L’isolement du héros est palpable face aux gendarmes qui croient davantage à une dispute de ménage qu’à un enlèvement pour le soupçonner plus tard d’avoir liquidé son épouse. Monnereau est seul aussi devant le souvenir pesant de sa femme malheureuse et en désaccord avec lui. Il est encore désemparé devant un fils qui se languit désespérément de sa Maman et lui reproche ses disputes avec cette dernière.
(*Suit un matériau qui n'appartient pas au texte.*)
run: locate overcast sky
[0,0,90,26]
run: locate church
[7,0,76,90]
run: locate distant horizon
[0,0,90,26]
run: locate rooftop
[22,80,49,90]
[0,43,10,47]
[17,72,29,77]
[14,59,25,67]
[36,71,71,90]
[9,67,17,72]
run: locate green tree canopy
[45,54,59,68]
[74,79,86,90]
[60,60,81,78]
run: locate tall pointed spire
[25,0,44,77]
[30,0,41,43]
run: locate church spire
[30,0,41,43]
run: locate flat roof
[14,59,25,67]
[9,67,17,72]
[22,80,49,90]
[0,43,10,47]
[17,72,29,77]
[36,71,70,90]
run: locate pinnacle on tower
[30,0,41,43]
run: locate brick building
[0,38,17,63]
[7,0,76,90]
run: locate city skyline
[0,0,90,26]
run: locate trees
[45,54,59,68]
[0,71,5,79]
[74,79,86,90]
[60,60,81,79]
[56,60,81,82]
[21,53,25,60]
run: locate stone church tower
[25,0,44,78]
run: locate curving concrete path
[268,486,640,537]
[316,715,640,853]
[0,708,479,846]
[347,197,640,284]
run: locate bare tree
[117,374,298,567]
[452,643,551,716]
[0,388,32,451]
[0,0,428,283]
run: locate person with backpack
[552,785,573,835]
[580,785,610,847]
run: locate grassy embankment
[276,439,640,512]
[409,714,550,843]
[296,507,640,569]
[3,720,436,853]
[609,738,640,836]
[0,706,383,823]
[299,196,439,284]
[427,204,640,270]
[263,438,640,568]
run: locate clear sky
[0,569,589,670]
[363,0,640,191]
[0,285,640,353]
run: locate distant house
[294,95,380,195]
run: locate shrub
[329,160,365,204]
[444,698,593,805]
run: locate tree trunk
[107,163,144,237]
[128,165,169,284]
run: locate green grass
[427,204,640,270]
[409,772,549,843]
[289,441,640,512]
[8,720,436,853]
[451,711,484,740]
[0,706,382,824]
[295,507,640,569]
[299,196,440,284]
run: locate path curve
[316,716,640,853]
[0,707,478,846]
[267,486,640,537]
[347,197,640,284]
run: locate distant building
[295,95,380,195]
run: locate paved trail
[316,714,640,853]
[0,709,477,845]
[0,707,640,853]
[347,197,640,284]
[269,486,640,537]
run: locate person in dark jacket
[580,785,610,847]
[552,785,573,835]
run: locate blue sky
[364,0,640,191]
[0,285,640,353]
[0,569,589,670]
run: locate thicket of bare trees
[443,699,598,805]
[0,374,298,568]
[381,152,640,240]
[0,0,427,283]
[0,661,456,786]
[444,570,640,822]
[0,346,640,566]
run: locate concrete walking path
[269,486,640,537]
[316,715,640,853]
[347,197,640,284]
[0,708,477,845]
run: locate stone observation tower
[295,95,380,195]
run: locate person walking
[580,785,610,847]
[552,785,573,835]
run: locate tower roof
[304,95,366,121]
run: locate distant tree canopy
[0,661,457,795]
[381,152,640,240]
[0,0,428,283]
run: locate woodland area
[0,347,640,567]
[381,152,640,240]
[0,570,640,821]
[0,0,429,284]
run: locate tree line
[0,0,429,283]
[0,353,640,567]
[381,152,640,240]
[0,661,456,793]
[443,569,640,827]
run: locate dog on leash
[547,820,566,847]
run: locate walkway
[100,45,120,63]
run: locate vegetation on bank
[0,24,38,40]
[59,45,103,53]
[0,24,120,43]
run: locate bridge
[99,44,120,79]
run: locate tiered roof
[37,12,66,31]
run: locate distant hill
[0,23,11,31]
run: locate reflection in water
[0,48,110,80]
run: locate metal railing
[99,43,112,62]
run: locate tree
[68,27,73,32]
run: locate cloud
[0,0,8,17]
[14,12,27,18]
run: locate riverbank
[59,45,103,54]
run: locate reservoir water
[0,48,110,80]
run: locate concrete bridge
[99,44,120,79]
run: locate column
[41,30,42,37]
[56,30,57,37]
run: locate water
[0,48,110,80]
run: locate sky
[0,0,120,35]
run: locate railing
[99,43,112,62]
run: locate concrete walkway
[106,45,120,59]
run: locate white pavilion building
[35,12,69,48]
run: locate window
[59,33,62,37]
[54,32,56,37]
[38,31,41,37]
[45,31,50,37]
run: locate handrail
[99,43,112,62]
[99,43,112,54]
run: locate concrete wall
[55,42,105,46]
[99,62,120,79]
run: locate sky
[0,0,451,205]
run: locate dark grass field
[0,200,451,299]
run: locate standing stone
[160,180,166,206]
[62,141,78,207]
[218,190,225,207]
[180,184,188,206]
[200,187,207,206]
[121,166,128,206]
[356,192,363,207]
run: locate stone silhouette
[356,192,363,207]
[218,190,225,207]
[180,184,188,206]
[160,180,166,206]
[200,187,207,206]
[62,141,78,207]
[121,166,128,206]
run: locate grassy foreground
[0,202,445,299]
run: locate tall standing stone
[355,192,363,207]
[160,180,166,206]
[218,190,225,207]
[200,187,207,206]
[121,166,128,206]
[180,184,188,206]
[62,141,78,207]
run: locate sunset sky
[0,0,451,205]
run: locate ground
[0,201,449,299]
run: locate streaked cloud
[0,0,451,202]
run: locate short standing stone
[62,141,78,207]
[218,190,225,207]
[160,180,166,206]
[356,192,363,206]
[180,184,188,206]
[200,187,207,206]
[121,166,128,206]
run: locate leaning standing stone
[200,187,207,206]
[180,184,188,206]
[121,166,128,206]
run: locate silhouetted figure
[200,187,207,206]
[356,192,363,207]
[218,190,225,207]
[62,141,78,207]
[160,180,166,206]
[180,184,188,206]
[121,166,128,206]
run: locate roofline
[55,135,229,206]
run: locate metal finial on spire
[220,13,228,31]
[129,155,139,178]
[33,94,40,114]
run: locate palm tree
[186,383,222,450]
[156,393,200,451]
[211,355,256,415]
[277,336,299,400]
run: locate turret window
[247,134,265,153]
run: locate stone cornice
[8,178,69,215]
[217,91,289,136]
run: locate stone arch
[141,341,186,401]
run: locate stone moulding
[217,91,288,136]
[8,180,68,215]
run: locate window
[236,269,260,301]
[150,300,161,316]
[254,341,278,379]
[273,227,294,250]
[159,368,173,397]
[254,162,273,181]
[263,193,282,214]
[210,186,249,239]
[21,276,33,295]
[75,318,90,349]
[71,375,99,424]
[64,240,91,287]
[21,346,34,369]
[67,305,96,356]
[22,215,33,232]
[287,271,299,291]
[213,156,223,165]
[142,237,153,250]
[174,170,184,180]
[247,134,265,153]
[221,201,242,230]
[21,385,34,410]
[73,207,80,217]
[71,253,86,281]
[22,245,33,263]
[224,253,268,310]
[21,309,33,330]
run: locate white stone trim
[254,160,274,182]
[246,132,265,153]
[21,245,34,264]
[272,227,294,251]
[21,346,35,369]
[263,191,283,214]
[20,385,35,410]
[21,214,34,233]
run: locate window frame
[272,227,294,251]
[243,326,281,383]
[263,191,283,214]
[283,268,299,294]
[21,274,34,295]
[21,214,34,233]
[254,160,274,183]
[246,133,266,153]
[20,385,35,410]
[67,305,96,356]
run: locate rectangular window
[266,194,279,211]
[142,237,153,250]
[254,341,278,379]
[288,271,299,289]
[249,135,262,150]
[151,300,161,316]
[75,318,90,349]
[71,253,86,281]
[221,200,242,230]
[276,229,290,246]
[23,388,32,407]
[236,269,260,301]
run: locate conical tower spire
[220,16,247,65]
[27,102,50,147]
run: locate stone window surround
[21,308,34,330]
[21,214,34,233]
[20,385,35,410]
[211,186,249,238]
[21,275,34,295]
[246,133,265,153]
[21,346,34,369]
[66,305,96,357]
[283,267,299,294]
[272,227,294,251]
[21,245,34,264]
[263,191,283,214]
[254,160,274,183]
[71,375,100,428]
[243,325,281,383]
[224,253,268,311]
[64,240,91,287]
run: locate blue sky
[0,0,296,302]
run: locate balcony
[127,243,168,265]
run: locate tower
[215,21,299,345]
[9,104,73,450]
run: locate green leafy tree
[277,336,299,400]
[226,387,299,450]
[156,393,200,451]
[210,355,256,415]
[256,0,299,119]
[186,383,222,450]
Le métrage s’attarde sur la relation de ce père avec son fils Théo (Talid Ariss). Dévoré par un métier très dur, Stéphane Monnereau aime ce garçon, certes, mais il n’a pas eu le temps d’apprendre à le connaître et à vivre avec lui. Il n’a pas construit de véritable relation avec celui-ci, alors les conversations se limitent à des instructions pratiques et des confrontations. Monnereau est en effet impatient et décontenancé face aux exigences pleines de naïveté de l’enfance qui l’encombrent dans la recherche de sa femme. Sa relation avec Théo n’était déjà pas facile avant la disparition de Valérie Monnereau mais que faire d’un enfant qui ne comprend qu’une seule chose: sa Maman lui manque. Peu à peu, en percevant cette souffrance, le héros évolue vis-à-vis et au contact de son fils. De fait, au cours du film, dans le silence et l’action, on assiste à la transformation de cet homme qui apprend à reconnaître ses erreurs et à demander pardon. Bel exemple d’un père loin d’être parfait mais franc, qui découvre la force des liens qui l’unissent à sa famille. Le titre de ce polar aurait-il un double sens ? Libre à chacun de l’interpréter comme il le souhaite.

Pas de grands discours mais la simple mise en scène d’une réalité tragique dont les héros sortent grandis.